翌朝エレベーターに乗ったものの、1階ずつ人が乗り込んできます。
その人たちはウィルがよく知る死んだ人たちで、最後にはショーンがやってきました。
ウィルはショーンに乗り込んできた人たちに否定された自分の正しさを訴えますが、ショーンは何も言わず泣き、最後に「おまえも来るか?」と言うのでした。
エレベーター の起承転結
【起】エレベーター のあらすじ①
ウィルは兄のショーンが死んだ出来事を友人に語りかけるように喋り始めます。
友人のトニーと立ち話をしていたところ、突然銃声が響きました。
ウィルが住む町ではしょっちゅう起こるため、ウィルは地べたに突っ伏して難を逃れます。
しかし銃声がやんだ後に残された死体はショーンでした。
恋人も母親も悲嘆にくれるなか、ウィルはショーンが教えた掟を守るためにショーンが死んだ悲しみに耐えます。
「泣くな」「密告するな」「復讐しろ」という3つの掟に従い、ウィルはショーンが隠し持っていた銃を取り出しました。

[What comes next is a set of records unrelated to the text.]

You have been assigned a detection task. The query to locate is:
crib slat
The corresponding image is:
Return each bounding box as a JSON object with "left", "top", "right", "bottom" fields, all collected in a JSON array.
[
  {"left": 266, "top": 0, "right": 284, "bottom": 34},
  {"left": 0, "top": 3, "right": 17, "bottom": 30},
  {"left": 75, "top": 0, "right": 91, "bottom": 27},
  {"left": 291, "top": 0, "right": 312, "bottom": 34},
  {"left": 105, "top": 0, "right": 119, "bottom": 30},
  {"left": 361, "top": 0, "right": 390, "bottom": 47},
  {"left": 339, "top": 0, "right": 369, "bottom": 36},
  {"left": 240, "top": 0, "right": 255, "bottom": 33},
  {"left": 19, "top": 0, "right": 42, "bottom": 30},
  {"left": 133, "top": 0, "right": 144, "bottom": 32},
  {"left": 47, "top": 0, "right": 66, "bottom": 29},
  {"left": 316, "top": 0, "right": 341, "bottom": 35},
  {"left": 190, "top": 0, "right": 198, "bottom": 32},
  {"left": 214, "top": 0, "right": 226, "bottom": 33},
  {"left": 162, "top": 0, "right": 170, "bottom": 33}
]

ウィルはショーンを撃った犯人をショーンの幼馴染であるリッグスだと確信しており、復讐しようとします。
リッグスはショーンが最後に立ち寄った店が建っているあたりを縄張りとしているギャング団に入りたがっており、そのために殺したのではないかとウィルは思っていました。
他にも理由があるものの、とにかくショーンが死んだ翌日の朝、ウィルは銃をジーンズの腰にはさみ、泣きつかれた母親を起こさないように外に出ます。
そしてエレベーターに乗って下を目指すのでした。
【承】エレベーター のあらすじ②
午前9時08分02秒、ウィルが乗り込んですぐ下の階にて1人の男が乗り込んできます。
男もロビーに向かっていることを理解したウィルはしばしショーンとの思い出に浸りますが、ふと男が自分を見ていることに気づきました。
「おれがわからねえか?」と尋ねる男にウィルは「わかりません」と答えると、くるりと回って背中を見せます。
そこに描かれたプリントアウトされた写真を目にし、男ことバックのことをウィルは思い出しました。
しかしそれはあり得ないことで、ウィルはとても驚きます。
何故ならバックはすでに死んでいるからです。
ウィルはどぎまぎしながら「何でここに来た」と問いかけると、バックは「俺の銃を確認しに来た」といい、ウィルが持っている銃について触れます。
ウィルはショーンが死んだことも含め、説明するとバックは「おまえにはあるものが欠けている」と言いました。
噛みつくように反論するものの、まともに相手にされず、そうこうするうちに今度は女の子が乗り込んできます。
彼女はダニ、ダニもまた昔死んだ子です。
ダニのことを思い出したウィルはしばし再会できた喜びに浸りますが「なんのために銃が要るの」と問われ、冷や水をかけられたような思いをしながらも掟のことを教えつつ、「失敗なんてしないさ」と言い張ります。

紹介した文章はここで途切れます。